Quality Checks

9.2. Quality Checks

Once your data are in a table and you understand the scope and granularity, it’s time to inspect for quality. You may have come across errors in the source as you examined and wrangled the file into a data frame. In this section, we describe how to continue this inspection and carry out a more comprehensive assessment of the quality of the features and their values. We consider quality from four vantage points:

  • Scope: Do the data match your understanding of the population?

  • Measurements and Values: Are the values reasonable?

  • Relationships: Are related features in agreement?

  • Analysis: Which features might be useful in a future analysis?

Quality based on scope

In Chapter 2, we addressed whether or not the data that have been collected can adequately address the problem at hand. There, we identified the target population, access frame, and sample in collecting the data. That framework helps us consider possible limitations that might impact the generalizability of our findings.

While these broader data scope considerations are important as we deliberate our final conclusions, they are also useful for checking data quality. For example, for the San Francisco restaurant inspections data introduced in Chapter 8, a side investigation tells us that zip codes in the city should start with 941. But, a quick check shows that several zip codes begin with other digits:

bus['postal_code'].value_counts().tail(10)
94621        1
94120        1
94066        1
            ..
941033148    1
941102019    1
Ca           1
Name: postal_code, Length: 10, dtype: int64

This cross-check with scope helps us spot potential problems.

As another example, a bit of background reading on atmospheric CO2 reveals that typical measurements are about 400 ppm worldwide. So we can check whether the monthly averages of CO2 at Mauna Loa lie between 300 to 450 ppm.

Quality of measurements and recorded values

We can use also check the quality of measurements by considering what might be a reasonable value for a feature. For example, imagine what might be a reasonable range for the number of violations in a restaurant inspection. Possibly, 0 to 5. Other checks can be based on common knowledge of ranges: a restaurant inspection score must be between 0 and 100; months run between 1 and 12. We can use documentation to tells us the expected values for a feature. For example, the type of emergency room visit in the DAWN survey, introduced in Chapter 8, has been coded as 1, 2, …, 8 (see Figure 9.1). So, we can confirm that all values for the type of visit are indeed integers between 1 and 8.

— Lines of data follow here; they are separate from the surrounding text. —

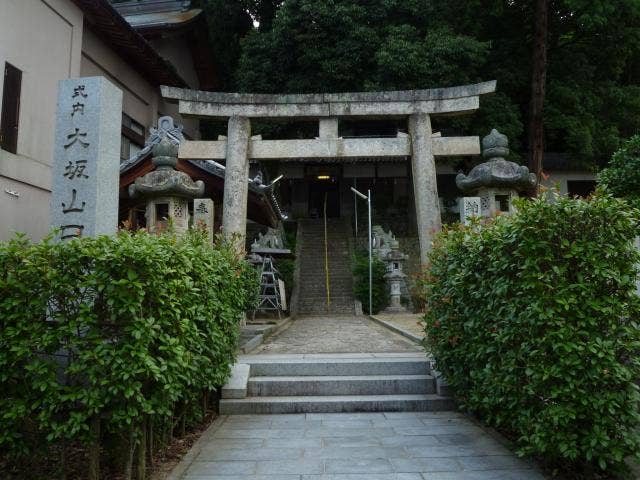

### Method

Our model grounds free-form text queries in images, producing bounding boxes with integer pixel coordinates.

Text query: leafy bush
[598,135,640,206]
[0,232,257,476]
[353,249,389,314]
[425,195,640,472]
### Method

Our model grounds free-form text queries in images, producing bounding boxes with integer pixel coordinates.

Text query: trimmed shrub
[0,232,257,474]
[598,135,640,207]
[425,196,640,473]
[353,249,389,314]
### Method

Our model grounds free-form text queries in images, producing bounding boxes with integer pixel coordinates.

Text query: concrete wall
[80,29,199,139]
[0,0,83,240]
[0,0,199,241]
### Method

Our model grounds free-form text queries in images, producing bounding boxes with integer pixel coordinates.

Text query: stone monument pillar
[409,113,442,268]
[222,117,251,253]
[50,77,122,240]
[456,129,536,217]
[129,125,204,234]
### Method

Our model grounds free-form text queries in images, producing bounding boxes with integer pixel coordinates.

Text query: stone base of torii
[162,81,496,265]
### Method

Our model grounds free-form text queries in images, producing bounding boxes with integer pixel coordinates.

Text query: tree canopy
[195,0,640,166]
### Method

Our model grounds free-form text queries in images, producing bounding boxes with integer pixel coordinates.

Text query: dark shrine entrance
[305,165,342,218]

../../_images/DAWN_codebook.png

Fig. 9.1 Screenshot of the description of the CASETYPE variable in the DAWN survey. Notice that there are eight possible values for this feature. And to help in figuring out if we have properly read the data, we can check the counts for these eight values.

We also want to ensure that the data type matches our expectations. For example, we expect a price to be a number, whether or not it’s stored as integer, floating point, or string. Confirming that the units of measurement match what is expected can be another useful quality check to perform (for example weight values recorded in pounds, not kilograms). We can devise checks for all of these situations.

Other checks can be devised by comparing two related features.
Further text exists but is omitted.